Asset Management Basics
Managing assets is a vital part of running any business. To effectively manage assets you’ll need to understand what qualifies as a fixed asset and the ultimate goal behind asset tracking and depreciation.
A fixed asset is any equipment or property that is owned by a business and intended to be placed in service for more than one year. Fixed assets add value to your business because they’re intended to be used for revenue generation or cost savings. They can also have a tremendous impact on your tax position.
It’s important for businesses, especially those that are mobile, to track the value of their resources over time and account for things like wear and tear, damage, or loss.
Because the value of equipment and property will change over time, the assets owned by a business will depreciate in value. The type of asset will determine how quickly an asset depreciates in value. For example, computer equipment depreciates at a faster rate than a vehicle due to the rapid changes in technology and frequency of use associated with each type of asset.
There are different types of schedules and formulas used to calculate asset depreciation, but the key is to apply a strict method of assessing the value of the assets a business owns. It’s important to maintain accuracy because it allows businesses to spread out deductions for the cost of expensive equipment over the amount of time that equipment is expected to be in use.
Assets to Track
For mobile businesses, tracking assets and implementing a depreciation schedule can help business owners stay on top of their expenses, maintain an accurate balance sheet, and simplify tax reporting.

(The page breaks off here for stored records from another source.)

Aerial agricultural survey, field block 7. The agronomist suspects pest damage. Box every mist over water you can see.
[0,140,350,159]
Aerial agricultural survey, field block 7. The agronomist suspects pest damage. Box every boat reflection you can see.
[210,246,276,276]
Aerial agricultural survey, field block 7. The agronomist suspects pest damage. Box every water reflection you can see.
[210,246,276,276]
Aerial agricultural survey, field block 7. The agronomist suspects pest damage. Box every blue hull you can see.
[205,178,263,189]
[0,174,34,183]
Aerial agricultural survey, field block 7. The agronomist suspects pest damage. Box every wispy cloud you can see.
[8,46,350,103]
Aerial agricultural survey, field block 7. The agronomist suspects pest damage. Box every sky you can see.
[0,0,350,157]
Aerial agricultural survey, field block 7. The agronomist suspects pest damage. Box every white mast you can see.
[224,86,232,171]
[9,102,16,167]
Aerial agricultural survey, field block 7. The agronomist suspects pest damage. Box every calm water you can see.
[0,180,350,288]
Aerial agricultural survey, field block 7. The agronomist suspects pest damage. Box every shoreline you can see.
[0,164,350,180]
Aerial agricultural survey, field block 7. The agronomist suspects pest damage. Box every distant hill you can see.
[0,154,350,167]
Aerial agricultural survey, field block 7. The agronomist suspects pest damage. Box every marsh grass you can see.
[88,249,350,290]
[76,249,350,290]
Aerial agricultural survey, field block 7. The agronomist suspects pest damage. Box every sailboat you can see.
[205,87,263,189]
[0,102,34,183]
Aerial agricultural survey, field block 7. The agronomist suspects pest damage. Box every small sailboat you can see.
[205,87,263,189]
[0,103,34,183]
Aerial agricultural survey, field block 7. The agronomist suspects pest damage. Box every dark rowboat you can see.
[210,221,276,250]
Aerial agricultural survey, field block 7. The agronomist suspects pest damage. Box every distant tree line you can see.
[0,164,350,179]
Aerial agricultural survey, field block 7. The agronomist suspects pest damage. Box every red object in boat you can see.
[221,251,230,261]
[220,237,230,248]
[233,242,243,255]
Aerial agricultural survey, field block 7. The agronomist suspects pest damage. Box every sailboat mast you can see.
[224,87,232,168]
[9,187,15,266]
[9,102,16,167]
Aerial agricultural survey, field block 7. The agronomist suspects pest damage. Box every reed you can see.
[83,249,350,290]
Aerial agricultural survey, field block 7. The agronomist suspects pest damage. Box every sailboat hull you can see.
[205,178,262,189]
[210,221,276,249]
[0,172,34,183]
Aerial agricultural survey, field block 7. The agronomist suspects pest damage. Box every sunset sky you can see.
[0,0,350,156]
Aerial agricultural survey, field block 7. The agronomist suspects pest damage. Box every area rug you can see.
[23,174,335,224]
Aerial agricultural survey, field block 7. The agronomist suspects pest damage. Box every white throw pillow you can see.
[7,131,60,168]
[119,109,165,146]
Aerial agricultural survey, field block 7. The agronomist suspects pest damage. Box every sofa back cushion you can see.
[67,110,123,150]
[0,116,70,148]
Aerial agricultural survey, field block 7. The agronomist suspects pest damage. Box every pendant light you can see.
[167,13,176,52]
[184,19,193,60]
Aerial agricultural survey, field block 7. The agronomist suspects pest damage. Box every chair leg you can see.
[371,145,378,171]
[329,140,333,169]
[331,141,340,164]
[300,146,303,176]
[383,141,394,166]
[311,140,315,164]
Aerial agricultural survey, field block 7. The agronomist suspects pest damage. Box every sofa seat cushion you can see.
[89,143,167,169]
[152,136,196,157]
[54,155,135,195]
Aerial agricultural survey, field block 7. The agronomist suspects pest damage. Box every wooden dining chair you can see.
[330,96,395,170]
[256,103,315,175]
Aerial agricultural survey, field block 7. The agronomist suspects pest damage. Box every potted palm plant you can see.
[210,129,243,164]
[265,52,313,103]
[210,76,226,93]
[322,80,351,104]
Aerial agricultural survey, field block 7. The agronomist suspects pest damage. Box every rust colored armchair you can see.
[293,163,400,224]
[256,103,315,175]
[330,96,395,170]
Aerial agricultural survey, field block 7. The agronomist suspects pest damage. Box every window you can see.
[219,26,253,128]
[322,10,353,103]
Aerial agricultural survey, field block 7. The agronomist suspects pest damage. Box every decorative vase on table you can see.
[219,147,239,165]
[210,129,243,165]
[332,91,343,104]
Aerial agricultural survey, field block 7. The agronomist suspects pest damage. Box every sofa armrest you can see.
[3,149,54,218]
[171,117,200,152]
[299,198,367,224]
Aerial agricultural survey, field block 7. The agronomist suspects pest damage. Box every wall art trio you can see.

Of course, not all mobile businesses are the same, so there will always be some variables at play regarding what assets you’ll need to track. Here are some common fixed assets for mobile businesses:
Vehicle & repairs
Kitchen equipment (for food trucks)
After you identify the fixed assets you own, you’ll want to assign a depreciation schedule and begin tracking each asset’s value to your business.
Ask for Help
If the idea of tracking your assets and implementing depreciation schedules makes you nervous, consider enlisting the help of an accountant. Your accountant can help you manage your assets and produce accurate financial statements. They can also help you account for any renovations or repairs that increase the value of your assets, such as remodeling your vehicle.
Managing the assets you own is an important part of running your own mobile business. Properly depreciating the value of your assets will help you more accurately file tax returns and determine the best time to purchase future equipment.